New Ross Grain’s Butch Nichol and Ariel McCloud accept the Conservationist of the Year Award on behalf of the company. Not pictured is NRG’s Kim Runner.
New Ross Grain’s Butch Nichol and Ariel McCloud accept the Conservationist of the Year Award on behalf of the company. Not pictured is NRG’s Kim Runner.
For 77 years since its creation, the Montgomery County SWCD, along with various conservation partners, continues to work with the members of the Montgomery County and surrounding communities to conserve natural resources.
The MCSWCD held its 77th annual meeting, Thursday, at Stone Creek Lodge near Crawfordsville. Guest speakers were Gary Truitt and Andy Eubank from Hoosier Ag Today. Their company, founded in 2006, is a combination of internet, newsletter and podcast services designed to serve the informational needs of Indiana Farm Families. In addition, Hoosier Ag Today is heard on over 50 Indiana radio stations, including the 3 stations in Crawfordsville.

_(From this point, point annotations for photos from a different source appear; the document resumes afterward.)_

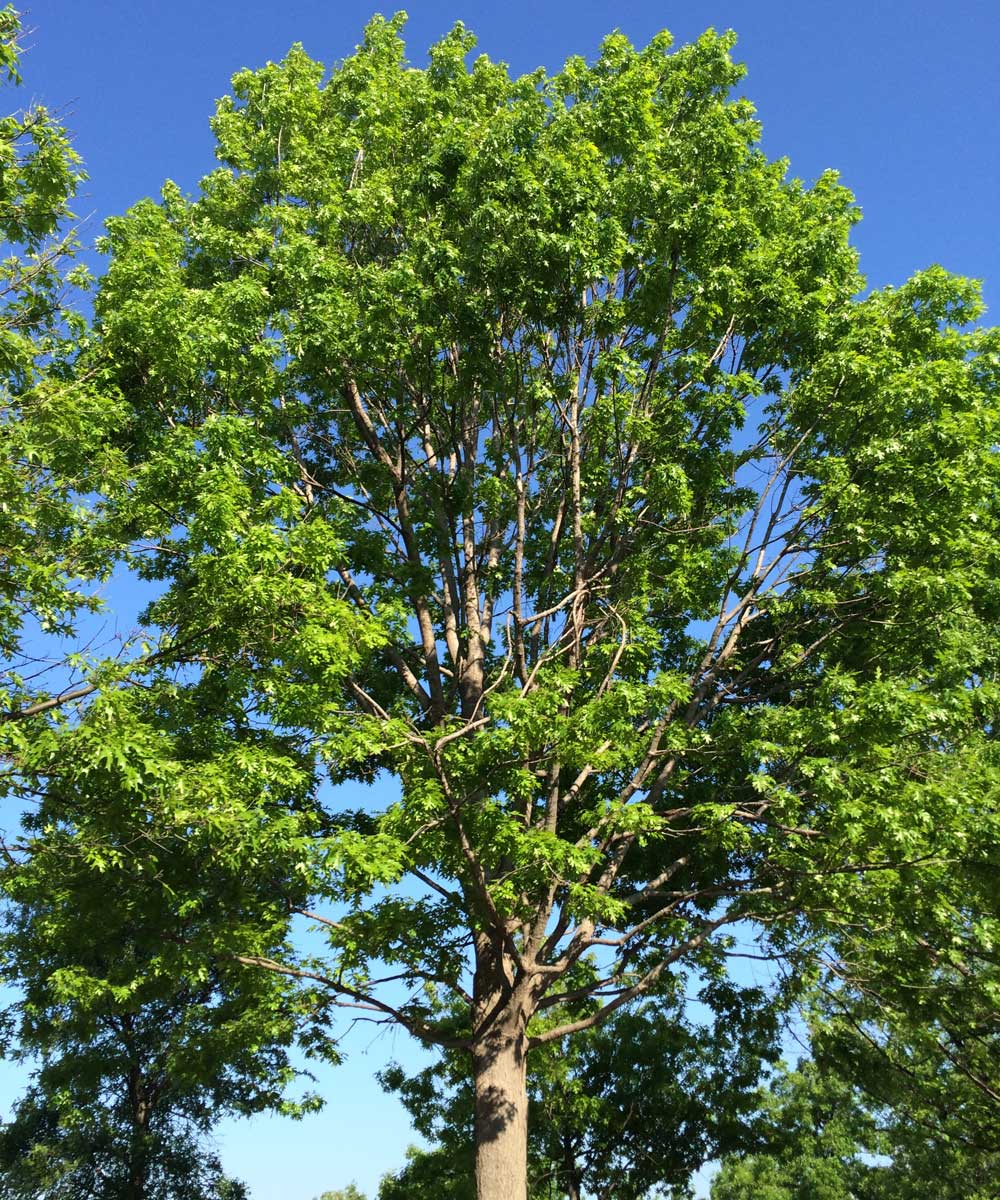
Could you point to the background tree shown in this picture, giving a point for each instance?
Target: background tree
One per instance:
(824, 1138)
(624, 1110)
(47, 426)
(137, 1039)
(525, 442)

Gary Truitt’s message included the inordinate emphasis on agriculture trade with China when there are other markets just as important; stressing that no one wins in a trade war and the current administration has allowed the entire agricultural industry to become a political tool.
“The agriculture industry should be based on science, not politics,” he offered.

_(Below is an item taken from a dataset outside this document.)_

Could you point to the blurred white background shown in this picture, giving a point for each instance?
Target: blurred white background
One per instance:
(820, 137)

When asked about immigration he stated that, “There has to be a balance at the borders. We want immigrants in the country to do the jobs we don’t want to do (such as picking produce) and, yet, we don’t want them to stay. You can’t have it both ways.” He finished with emphasis on everyone helping make local control the key to strong agriculture. “We have to have a positive story that consumers can buy into.”

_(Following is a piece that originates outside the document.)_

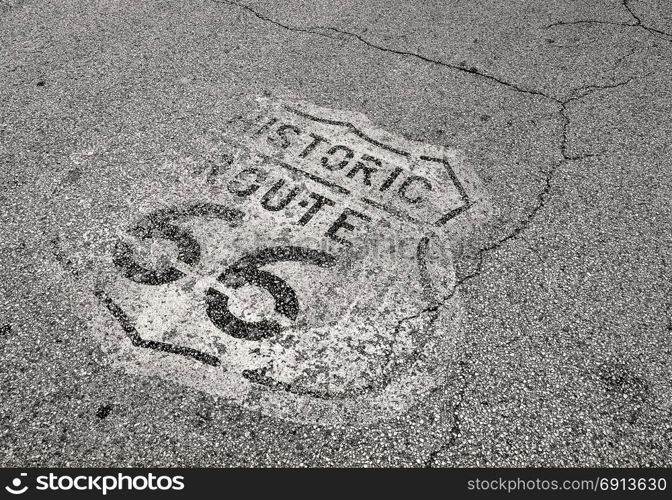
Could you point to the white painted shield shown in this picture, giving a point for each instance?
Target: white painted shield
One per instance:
(305, 273)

MCSWCD Chairman Mark Roberts presented the Conservationist of the Year Award to New Ross Grain owner Butch Nichols. NRG began in the early 1900s as a grain elevator and has evolved over the years to encompass a multitude of agricultural services. NRG remains on the cutting edge of agriculture from seed sales to soil testing, always watching science for the best products and services available. Their mission is to work side-by-side with local farmers, applying the technology to fields right here at home.
The evening was enjoyed by representatives from all over Montgomery County, including a strong showing by the North Montgomery FFA Chapter and Kirk Rewerts, the Maintenance Supervisor of the Waveland/Russellville Waste Water Treatment Plant, along with his mother Marylou Rewerts.